How to use variable with exponential values for classification problem in r


#1

Dear Experts and Data Scientist,

I need to know the detail method or reference to solve or learn about following questions:

a) I am working on classification problem of predicting the purchase of Y based on 22 features.
out of these 22 features, two features are in exponential form (i.e 8.05+E+12), so how to use these for classification using Random Forest and Logistic Regression.

b) in the same problem of part a above, out of these 22 features I have two features containing dates , so how to use these dates in Random Forest and Logistic Regression.
I have used
as.numeric(as.date(data$F15)), but this resulted in negative numbers.

c) what kind of data type for independent variable or feature is valid for using random forest for classification task.

hoping for the answer as early as possible.

thank you


#2

Hi @manishceeri

a) for the exponential data, either you can store the power of the values instead of whole ( example, for 8.05 + E + 12, store 12) or if all the values are nearly identical you can use integer value without including power.

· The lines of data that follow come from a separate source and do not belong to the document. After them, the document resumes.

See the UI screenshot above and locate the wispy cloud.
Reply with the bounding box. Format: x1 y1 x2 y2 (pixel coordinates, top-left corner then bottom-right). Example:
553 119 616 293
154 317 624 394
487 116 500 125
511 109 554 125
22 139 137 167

b) For dates, you can use the date feature to extract other valuable information like day, month, year, date, week etc. and use them in model building.

c) You can use int and factor dtype for the independent features.

Hope this helps.
Shubham


#3

Before uploading data file you should verify all the data is in right format. If not then you need to make correction then upload. If number is so big viz 1,000,000,000, you can change this number to 1000 millions. In this way it would be helpful.